Azure Backup now supports transferring Azure Blob and Azure File backups to vaults. A vault is a logical entity that stores backups and recovery points created over time. In this regard, you can define a backup schedule for creating recovery points and specify retention settings that determine how long backups will be stored in the vault. Backups in the vault are isolated from the source data and allow you to tap into the data even if the source data has been compromised, performing resets.
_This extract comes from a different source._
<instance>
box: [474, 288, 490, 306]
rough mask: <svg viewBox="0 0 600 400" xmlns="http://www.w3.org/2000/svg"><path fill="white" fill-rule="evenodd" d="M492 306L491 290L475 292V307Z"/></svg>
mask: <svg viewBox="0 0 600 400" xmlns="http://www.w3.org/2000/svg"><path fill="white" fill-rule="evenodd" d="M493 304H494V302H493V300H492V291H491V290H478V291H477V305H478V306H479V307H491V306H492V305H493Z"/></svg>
Listed below are some of the main features that can be achieved by placing backups in vaults:

  • Offsite copy of data: allows you to restore mission-critical data from backups, regardless of the state of the source data.
  • Long-term retention of backup data, which helps you meet compliance requirements, particularly in the financial and healthcare sectors, with strict guidelines on the data retention period.
  • Recovery in alternate location: allows you to restore data to an alternate account if the source storage account is compromised or create different copies of your data for testing or development purposes.
  • Centralized management through the backup center: backups in vaults can be monitored and analyzed at scale alongside other protected workloads using Azure Backup.
  • Safe backups. The built-in security features of Azure Backup, such as multi-user authorization (MUA) for critical backup operations, data encryption and role-based access control (RBAC), help protect the backups in the vault and meet your backup security needs.

Azure Site Recovery

Improved the ability to rename network interfaces and disks of protected virtual machines

ASR introduces a new, easier way to name and rename network interfaces (NIC) and the virtual machine disks in the recovery service vaults.

Migrate

Azure Migrate

New Azure Migrate releases and features

Azure Migrate is the service in Azure that includes a large portfolio of tools that you can use, through a guided experience, to address effectively the most common migration scenarios. To stay up-to-date on the latest developments in the solution, please consult this page, that provides information about new releases and features. In particular, This month, the biggest news is support for web app discovery and assessment for Azure app service for Hyper-V and physical servers.

Azure Database Migration

Offline Azure SQL Database migrations with the Azure SQL Migration extension

Offline migrations of SQL Server databases running on-premises, on Azure virtual machines or any virtual machine running in the cloud (private, public) to Azure SQL Database it is possible to do it through the Azure SQL Migration extension. The new migration feature of the Azure SQL Migration extension for Azure Data Studio provides an end-to-end experience to modernize SQL Server on Azure SQL Database. The extension allows you to prepare for the migration with actions to remediate any blockages and allows you to obtain recommendations to adequately size the Azure SQL Database targets, including hardware configuration in the Hyperscale service tier.

Evaluation of Azure

To test for free and evaluate the services provided by Azure you can access this page.